Performance Comparison. In addition to coverage and bugs, a third working standard of interest is performance of our method. We compared our fuzzer with existing fuzzer Sulley [10] and SPIKE [12]. As Table 2 shows, the efficiency of our method is slightly lower than that of the existing methods. This is because that the generation of test cases by seq2seq model takes a lot of time. However, Sulley and SPIKE can only be used when the specification of the protocol is available, but our method is able to fuzz proprietary network protocols, whose specification and implementation code are both unavailable.

5 Related Work

Protocol Reverse Engineering. Over a decade ago, the process of reverse engineering a network protocol was a tedious, time-consuming and manual task. Nowadays, there are plenty of methods proposed for automating the process of protocol reverse engineering. The methods can be divided into two branches: On the one hand, methods that utilize the protocol implementation [16, 17], and on the other hand, those extract protocol specification from network recordings only. The Protocol Informatics Project [18] uses a bioinformatics method to implement byte sequence alignment of similar message formats. The Discoverer tool [19] present a recursive clustering approach of tokenized messages. Biprominer [20] and ProDecoder [21] presented by Wang et al. focused on binary protocols, they retrieve statistically relevant keywords and sequencing. Based on data mining techniques, AutoReEngine [22] reveal keywords and their position within messages. It is particularly difficult to extract protocol specification in case the protocol implementation code can not be available for network security staff, but network recordings only. These approaches provide first means for automatically identify message field boundaries and formats, but unfortunately, they are not able to relate variable fields over temporal states.

Protocol Fuzzing. Fuzzing is one of the most effective techniques to uncover security flaws in application by generating test case in an automated way. Two types of fuzzing can be discriminated here: (1) black-box fuzzing [1] which a tester can only seeing what input and output of an application, and white-box fuzzing [2] that allows the tester to inspect the implementation code (either binary or source code) and for instance, take advantage of static code analysis and symbolic execution. This classification is obviously applicable to protocol fuzzing as well. Most well-known black-box random fuzzers today support generation-based fuzzing, e.g. Peach [11] and SPIKE [12], can be used to fuzz protocol implementation when the specification of the protocol is available, but can do no more when the protocol is unknown. Only few approaches can fuzz protocol in situation where specification and implementation code are both unavailable.

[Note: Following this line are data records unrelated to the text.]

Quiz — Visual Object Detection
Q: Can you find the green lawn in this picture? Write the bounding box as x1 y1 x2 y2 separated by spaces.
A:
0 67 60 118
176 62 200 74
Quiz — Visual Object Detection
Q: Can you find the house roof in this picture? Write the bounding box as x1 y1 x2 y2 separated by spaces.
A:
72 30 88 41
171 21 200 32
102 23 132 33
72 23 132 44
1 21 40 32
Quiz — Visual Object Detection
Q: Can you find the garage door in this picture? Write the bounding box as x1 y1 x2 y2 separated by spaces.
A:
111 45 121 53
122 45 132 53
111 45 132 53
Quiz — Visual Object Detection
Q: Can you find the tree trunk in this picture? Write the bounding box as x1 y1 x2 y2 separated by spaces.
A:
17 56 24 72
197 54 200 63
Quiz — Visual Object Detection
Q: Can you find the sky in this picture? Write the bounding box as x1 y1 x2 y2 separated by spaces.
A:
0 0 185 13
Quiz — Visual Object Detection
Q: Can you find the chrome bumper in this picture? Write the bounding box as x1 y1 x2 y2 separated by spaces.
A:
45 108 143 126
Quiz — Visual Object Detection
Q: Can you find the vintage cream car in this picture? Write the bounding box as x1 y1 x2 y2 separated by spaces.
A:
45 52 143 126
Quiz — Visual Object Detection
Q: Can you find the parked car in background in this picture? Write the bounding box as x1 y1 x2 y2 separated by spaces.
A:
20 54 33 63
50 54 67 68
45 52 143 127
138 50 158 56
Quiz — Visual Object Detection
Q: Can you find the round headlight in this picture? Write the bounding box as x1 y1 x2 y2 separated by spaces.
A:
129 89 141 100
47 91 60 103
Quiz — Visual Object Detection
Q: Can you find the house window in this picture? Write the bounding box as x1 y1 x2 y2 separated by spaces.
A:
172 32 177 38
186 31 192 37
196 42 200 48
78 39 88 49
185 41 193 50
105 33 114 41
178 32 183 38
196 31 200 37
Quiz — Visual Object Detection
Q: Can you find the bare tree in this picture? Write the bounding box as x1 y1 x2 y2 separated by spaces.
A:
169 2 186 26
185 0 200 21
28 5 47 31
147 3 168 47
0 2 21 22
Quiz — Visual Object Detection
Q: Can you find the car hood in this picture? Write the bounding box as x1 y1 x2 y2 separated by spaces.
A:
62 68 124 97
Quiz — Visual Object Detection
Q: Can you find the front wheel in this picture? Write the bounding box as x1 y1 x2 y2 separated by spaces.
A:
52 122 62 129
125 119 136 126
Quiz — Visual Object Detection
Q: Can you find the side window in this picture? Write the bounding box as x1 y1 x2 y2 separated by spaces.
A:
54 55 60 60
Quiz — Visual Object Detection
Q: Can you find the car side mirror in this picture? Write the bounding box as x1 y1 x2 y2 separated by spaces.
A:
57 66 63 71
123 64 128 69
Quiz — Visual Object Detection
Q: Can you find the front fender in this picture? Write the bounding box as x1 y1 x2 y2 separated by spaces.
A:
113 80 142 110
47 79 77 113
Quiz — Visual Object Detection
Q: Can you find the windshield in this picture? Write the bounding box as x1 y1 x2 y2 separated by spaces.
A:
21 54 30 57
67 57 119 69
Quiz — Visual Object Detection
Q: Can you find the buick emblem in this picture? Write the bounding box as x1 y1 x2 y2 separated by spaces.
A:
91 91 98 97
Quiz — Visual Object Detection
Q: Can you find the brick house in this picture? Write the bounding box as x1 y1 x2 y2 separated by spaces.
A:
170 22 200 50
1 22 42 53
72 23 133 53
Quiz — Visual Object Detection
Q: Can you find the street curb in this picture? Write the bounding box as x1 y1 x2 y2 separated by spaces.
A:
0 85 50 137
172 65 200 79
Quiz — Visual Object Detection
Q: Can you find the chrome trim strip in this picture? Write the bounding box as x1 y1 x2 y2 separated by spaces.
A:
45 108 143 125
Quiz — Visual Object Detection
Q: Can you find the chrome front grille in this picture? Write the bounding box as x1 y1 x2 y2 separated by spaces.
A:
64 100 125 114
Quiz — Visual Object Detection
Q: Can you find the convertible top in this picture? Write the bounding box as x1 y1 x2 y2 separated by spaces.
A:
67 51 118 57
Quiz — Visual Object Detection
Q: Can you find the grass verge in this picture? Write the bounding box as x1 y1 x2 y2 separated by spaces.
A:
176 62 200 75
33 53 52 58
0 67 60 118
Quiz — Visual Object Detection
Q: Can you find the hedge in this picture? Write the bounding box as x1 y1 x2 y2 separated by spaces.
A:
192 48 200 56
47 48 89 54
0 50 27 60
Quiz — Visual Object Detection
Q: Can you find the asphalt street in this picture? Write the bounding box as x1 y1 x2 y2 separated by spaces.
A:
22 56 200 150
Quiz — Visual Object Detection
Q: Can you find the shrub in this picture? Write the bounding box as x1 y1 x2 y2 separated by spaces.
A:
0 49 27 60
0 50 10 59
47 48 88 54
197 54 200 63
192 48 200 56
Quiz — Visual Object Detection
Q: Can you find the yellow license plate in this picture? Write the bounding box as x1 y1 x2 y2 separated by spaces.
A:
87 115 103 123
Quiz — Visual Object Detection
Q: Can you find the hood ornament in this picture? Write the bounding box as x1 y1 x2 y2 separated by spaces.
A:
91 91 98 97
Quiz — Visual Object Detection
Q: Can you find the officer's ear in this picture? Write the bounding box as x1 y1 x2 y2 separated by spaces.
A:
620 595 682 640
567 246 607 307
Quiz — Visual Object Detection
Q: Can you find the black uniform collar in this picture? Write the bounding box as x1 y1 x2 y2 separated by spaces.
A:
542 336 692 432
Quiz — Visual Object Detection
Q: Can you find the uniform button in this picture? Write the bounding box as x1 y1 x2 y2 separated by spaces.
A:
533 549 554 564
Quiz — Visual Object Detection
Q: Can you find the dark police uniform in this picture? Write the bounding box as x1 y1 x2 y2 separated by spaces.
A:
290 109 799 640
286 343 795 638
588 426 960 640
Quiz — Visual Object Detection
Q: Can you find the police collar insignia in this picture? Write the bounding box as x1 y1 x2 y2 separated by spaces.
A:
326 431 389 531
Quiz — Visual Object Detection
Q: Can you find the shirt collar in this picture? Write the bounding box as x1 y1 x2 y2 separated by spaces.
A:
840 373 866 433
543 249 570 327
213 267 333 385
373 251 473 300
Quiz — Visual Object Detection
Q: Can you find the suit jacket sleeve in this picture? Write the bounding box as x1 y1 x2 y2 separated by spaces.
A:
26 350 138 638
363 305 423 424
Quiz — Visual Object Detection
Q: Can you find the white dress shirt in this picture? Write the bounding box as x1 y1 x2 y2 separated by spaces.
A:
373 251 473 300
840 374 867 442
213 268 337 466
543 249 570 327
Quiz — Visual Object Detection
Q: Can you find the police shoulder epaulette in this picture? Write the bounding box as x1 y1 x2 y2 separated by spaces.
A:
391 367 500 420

AutoFuzz [13] and PULSAR [14], which both infer the protocol state machine and message formats from network traffic alone.

6 Conclusion

It is a challenging problem of computer security to find vulnerabilities in the implementations of proprietary protocols. To the best of our knowledge, this is the first attempt to do black-box protocol fuzzing using neural network learning algorithm, which is able to find vulnerabilities in protocol implementations, whether or not the code nor specification are available. We presented and evaluated algorithms with different sampling strategies to automatically learn a generative model of protocol messages.

Although we have applied our method on very common network protocols, the method is also able to find vulnerabilities in unusual implementations, such as in embedded devices and industrial control systems. Moreover, we are considering adding some form of reinforcement learning in our future work to guide the fuzzing process with coverage feedback from the application.